Pięć milisekund, czyli pięć tysięcznych sekundy, tyle trwa jedno uderzenie skrzydeł pszczoły i zaledwie tyle czasu potrzebuje system Stopfire, aby wykryć pożar lub wybuch. Urządzenie to może być zainstalowane w pojazdach wojskowych. Jest tak czułe, że reaguje na ogień i gasi go już w momencie przebicia pancerza.
– Aby mieć pewność co do skuteczności systemu, przeprowadziliśmy serię testów. Do pojazdu wyposażonego w Stopfire strzelaliśmy różnymi pociskami, w tym podkalibrowymi, by sprawdzić, czy przebicie pancerza zostanie w odpowiednim czasie wykryte – wyjaśnia Stanisław Natkański, dyrektor techniczny Przemysłowego Centrum Optyki, które w ramach koncernu zbrojeniowego Bumar pracowało nad systemem. Stanisław Natkański zapewnia, że wyniki prób okazały się więcej niż dobre.

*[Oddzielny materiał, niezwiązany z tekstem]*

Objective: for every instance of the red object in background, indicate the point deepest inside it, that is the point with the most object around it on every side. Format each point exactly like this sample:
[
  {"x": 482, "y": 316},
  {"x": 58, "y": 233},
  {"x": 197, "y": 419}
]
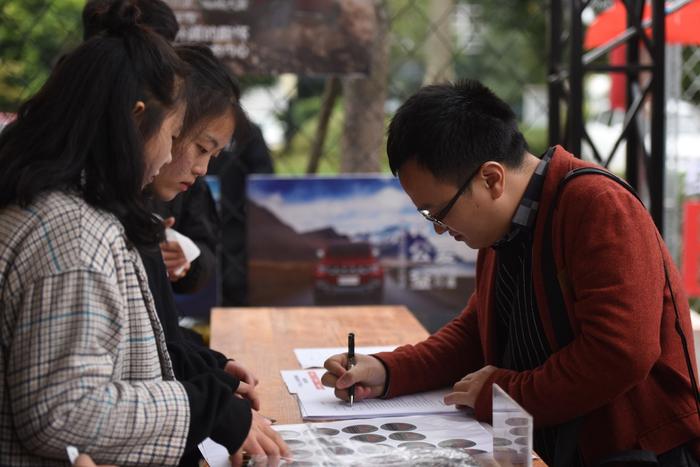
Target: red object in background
[
  {"x": 681, "y": 25},
  {"x": 618, "y": 84},
  {"x": 691, "y": 248}
]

Stopfire jest jednym z najszybszych tego typu urządzeń na rynku. – Podczas jednej z prób udało się ugasić pożar w czasie zaledwie 140 milisekund. To dwa razy szybciej niż trwa mrugnięcie – mówi Natkański, dodając, że ugaszenie pożaru zarówno na zewnątrz, jak i wewnątrz pojazdu zajmuje systemowi średnio około 250 milisekund. Oznacza to, że pożar w Rosomaku zostanie zdławiony tak szybko, że żołnierze, którzy są w środku pojazdu, mogą nawet nie zauważyć pojawienia się ognia.
Natkański przekonuje, że zaletą Stopfire, obok jego szybkości, jest nietoksyczność zastosowanego środka gaśniczego. Jest on nieszkodliwy zarówno dla ludzi, jak i środowiska. Ma to kolosalne znaczenie dla żołnierzy, którzy zanim wydostaną się z zaatakowanego pojazdu, w którym uruchomił się system gaśniczy, chcąc nie chcąc nawdychają się oparów.
Innowacyjność Stopfire została doceniona przez jury konkursowe XX Międzynarodowego Salonu Przemysłu Obronnego w Kielcach. System był jednym z trzech produktów Grupy Bumar, które otrzymały nagrodę Defender.